Lab case 367 interpretation

Answers:

Bilirubin = 107 umol/L. That is elevated.

Bilirubin gets elevated either due to increase production or reduced elimination (Like any other substance in the body). That can be caused by a malfunction in any of the three phases of bilirubin production.

  • Prehepatic phase:  That is excessive production of bilirubin,  before bilirubin enter hepatocytes. Excessive heme metabolism, from hemolysis or reabsorption of a large hematoma, results in significant increases in bilirubin, that overwhelms the conjugation process and lead to hyperbilirubinemia (Unconjugated).
  • Intrahepatic phase: viruses, alcohol, and autoimmune disorders are the most common causes of hepatitis. Intrahepatic inflammation disrupts transport of bilirubin and causes hyperbilirubinaemia. (Conjugated).
  • Post=hepatic phase: post-hepatic causes can be divided into intrinsic or extrinsic obstruction of the duct system. Cholelithiasis, tumors and pancreatitis are the most common causes.

Alkaline Phosphatase = 79 U/L, that is within normal range.

Alkaline phosphatases are a group of isoenzymes, located on the outer layer of the cell membrane; they catalyze the hydrolysis of organic phosphate esters present in the extracellular space. These enzymes get elevated in the presence of obstruction, usually in post-hepatic diseases/hyperbilirubinaemia. This patient unlikely to have an obstructive cause for his hyperbilirubinaemia.

GGT = 42 U/L, that is within normal range.

GGT is found throughout the body, but mostly in the liver. When there is damage to the liver, GGT leaks into the bloodstream. High levels of GGT in the blood is a sign of liver disease or damage to the bile ducts.

ALT = 47 U/L, that is within normal range

AST = 70 U/L, that is slightly elevated.

Both ALT and AST are intracellular enzymes, they get released in larger quantities with cellular damage. ALT is mainly related to hepatocytes while AST exist in other tissues (red blood cells, heart and other muscles).

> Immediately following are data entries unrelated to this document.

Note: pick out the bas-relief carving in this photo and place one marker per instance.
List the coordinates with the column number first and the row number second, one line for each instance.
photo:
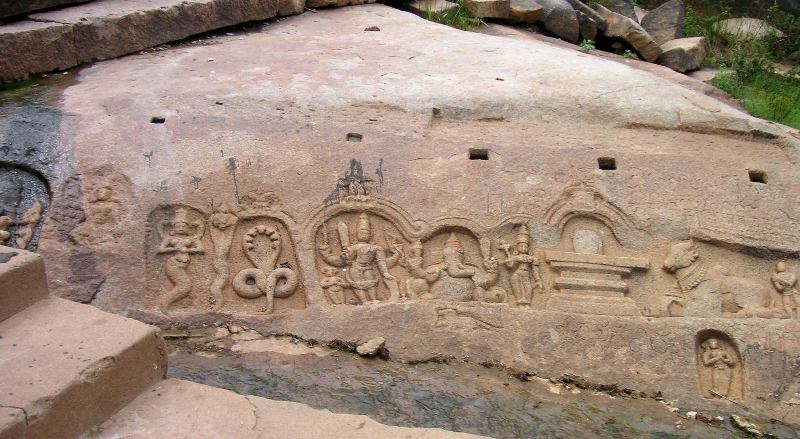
column 262, row 261
column 719, row 365
column 714, row 292
column 107, row 197
column 24, row 200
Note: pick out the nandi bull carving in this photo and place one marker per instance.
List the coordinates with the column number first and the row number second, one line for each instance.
column 262, row 245
column 709, row 292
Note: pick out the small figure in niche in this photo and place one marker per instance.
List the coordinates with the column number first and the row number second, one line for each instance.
column 721, row 364
column 785, row 283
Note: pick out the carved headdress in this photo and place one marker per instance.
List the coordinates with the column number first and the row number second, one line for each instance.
column 522, row 234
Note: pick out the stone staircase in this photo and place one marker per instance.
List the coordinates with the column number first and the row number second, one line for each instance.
column 70, row 370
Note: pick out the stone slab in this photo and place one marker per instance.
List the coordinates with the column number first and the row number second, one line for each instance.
column 32, row 47
column 175, row 408
column 101, row 30
column 70, row 366
column 22, row 280
column 423, row 7
column 11, row 8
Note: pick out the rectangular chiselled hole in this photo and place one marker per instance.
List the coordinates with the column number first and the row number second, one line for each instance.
column 757, row 176
column 607, row 163
column 478, row 154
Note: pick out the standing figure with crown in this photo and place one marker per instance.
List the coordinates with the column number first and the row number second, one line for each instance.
column 181, row 238
column 366, row 263
column 524, row 266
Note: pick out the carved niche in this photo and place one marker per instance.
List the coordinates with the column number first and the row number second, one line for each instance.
column 720, row 367
column 24, row 201
column 593, row 269
column 238, row 258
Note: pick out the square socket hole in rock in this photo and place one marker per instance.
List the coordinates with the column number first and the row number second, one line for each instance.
column 757, row 176
column 354, row 137
column 607, row 164
column 478, row 154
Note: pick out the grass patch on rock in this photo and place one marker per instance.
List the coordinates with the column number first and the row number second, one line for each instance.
column 458, row 17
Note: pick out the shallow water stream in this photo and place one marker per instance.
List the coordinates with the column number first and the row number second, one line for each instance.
column 459, row 397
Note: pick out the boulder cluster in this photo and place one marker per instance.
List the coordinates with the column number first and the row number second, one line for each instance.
column 656, row 35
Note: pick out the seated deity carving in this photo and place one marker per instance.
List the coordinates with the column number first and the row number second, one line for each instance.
column 181, row 238
column 738, row 297
column 365, row 263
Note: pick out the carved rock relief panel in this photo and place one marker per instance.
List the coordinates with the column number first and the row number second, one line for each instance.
column 585, row 256
column 24, row 201
column 234, row 258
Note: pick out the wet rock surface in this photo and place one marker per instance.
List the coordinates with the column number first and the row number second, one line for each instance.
column 451, row 395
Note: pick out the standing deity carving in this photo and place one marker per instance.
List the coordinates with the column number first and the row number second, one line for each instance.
column 222, row 222
column 525, row 276
column 366, row 263
column 785, row 283
column 181, row 238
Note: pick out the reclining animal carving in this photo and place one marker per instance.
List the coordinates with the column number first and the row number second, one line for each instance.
column 262, row 246
column 740, row 297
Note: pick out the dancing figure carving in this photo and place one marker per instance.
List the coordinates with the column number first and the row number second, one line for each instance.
column 181, row 238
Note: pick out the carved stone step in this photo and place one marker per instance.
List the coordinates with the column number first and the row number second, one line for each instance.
column 65, row 367
column 175, row 408
column 22, row 280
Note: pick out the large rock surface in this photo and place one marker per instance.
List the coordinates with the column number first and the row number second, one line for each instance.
column 488, row 8
column 684, row 54
column 453, row 133
column 559, row 19
column 619, row 26
column 665, row 23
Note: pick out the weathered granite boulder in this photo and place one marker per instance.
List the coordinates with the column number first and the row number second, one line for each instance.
column 665, row 23
column 559, row 18
column 684, row 54
column 10, row 8
column 631, row 32
column 747, row 28
column 587, row 26
column 622, row 7
column 525, row 11
column 488, row 8
column 579, row 6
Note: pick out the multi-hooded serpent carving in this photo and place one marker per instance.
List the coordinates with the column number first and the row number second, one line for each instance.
column 262, row 245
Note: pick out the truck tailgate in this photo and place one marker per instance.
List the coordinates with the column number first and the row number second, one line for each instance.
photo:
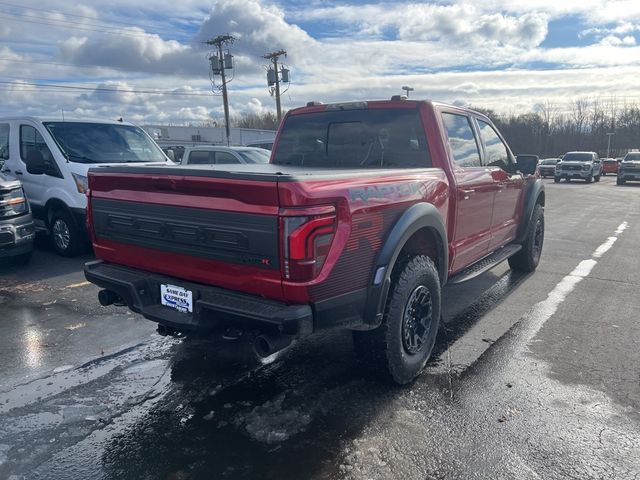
column 216, row 229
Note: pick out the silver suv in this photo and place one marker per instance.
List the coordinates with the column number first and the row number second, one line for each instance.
column 581, row 165
column 629, row 168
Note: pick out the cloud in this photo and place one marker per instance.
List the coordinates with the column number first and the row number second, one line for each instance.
column 615, row 41
column 457, row 24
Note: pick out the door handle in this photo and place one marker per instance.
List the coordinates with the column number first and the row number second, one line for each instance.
column 466, row 193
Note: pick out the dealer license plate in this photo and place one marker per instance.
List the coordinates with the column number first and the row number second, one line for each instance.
column 175, row 297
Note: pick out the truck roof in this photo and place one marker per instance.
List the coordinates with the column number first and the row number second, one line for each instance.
column 66, row 120
column 312, row 107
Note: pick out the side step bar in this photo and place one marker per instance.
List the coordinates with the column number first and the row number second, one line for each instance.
column 484, row 264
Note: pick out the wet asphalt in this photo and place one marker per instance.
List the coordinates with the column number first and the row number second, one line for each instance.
column 532, row 377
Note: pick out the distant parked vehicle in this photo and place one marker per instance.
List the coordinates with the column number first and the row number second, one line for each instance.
column 51, row 158
column 609, row 165
column 581, row 165
column 547, row 167
column 629, row 168
column 16, row 225
column 218, row 154
column 266, row 145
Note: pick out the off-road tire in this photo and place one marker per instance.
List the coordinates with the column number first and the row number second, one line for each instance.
column 527, row 259
column 384, row 350
column 61, row 224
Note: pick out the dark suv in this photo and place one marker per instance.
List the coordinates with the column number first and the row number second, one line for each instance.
column 16, row 225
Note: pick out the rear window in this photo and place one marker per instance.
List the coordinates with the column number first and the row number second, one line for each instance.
column 367, row 138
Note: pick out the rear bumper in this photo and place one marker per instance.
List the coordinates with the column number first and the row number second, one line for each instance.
column 16, row 236
column 213, row 308
column 629, row 176
column 573, row 174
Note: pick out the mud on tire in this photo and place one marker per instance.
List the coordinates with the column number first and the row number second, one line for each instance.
column 527, row 259
column 400, row 347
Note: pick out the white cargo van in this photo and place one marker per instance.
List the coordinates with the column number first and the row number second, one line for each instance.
column 51, row 158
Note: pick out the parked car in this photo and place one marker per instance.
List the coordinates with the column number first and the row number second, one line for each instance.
column 581, row 165
column 51, row 158
column 609, row 165
column 629, row 168
column 365, row 212
column 547, row 167
column 218, row 155
column 17, row 231
column 266, row 145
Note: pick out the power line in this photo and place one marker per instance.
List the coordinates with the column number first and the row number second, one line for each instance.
column 65, row 24
column 38, row 9
column 71, row 65
column 103, row 89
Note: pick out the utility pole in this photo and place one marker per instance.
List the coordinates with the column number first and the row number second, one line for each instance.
column 219, row 63
column 609, row 135
column 275, row 76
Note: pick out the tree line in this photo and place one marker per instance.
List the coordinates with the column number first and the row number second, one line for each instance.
column 549, row 131
column 584, row 125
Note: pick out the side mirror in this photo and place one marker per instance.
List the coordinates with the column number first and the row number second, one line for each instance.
column 36, row 164
column 527, row 164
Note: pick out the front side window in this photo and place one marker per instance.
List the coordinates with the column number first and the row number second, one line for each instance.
column 462, row 140
column 354, row 138
column 4, row 141
column 31, row 139
column 496, row 151
column 84, row 142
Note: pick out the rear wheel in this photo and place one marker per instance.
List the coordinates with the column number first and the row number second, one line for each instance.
column 527, row 259
column 400, row 347
column 65, row 234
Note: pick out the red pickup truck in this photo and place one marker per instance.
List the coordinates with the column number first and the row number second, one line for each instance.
column 365, row 211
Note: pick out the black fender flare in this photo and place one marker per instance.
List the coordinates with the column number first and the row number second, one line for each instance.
column 535, row 191
column 418, row 216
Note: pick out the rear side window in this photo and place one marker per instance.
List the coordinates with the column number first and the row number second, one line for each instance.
column 462, row 140
column 495, row 149
column 4, row 141
column 200, row 157
column 226, row 158
column 30, row 139
column 358, row 138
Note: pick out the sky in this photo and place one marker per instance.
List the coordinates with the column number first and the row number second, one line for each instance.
column 148, row 61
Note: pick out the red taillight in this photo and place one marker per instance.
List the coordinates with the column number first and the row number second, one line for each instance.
column 307, row 240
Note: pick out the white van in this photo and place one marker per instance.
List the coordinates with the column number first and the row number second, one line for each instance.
column 51, row 158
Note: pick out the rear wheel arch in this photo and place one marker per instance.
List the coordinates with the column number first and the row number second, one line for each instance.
column 419, row 231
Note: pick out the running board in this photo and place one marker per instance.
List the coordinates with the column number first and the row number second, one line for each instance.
column 485, row 264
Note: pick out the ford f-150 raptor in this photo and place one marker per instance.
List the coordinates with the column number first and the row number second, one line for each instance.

Albumin = 25 g/L, that is low.

Low albumin can be caused by decreased production of albumin in the liver or increased loss of albumin through the kidneys, gastrointestinal tract, skin, or extravascular space or increased catabolism of albumin.

In sepsis, there is increased vascular permeability and capillary leakage leading to loss of albumin from the intravascular compartment. Also there is reduced synthesis and increased catabolism of albumin in the presence of severe sepsis.

This patient has low (reversed) Albumin to globulin ratio.

Total protein = Albumin + Globulin. Accordingly Globulin for this patient = 62 – 25, that is 37. This will give us a A/G ratio of 0.67 (Normal ratio value is 0.8 – 2). This indicates overproduction of globulins.

From the information above we can tell that the patient has an infection leading to or causing hemolysis. ( Liver enzymes are within normal range, so we have prehepatic hyperbilirubinaemia).

The most common infections causing haemolysis are:

  1. Malaria
  2. Bartonellosis (South Amerca/ Peru)
  3. Babesiosis (USA)
  4. Haemolytic uremic syndrome

On further history taking, the patient had returned from Kongo three weeks earlier. He was found to have Malaria.

With COVID, the tendency to ask travel history questions was reduced. Now with the opening of the borders we need to ask about travel history.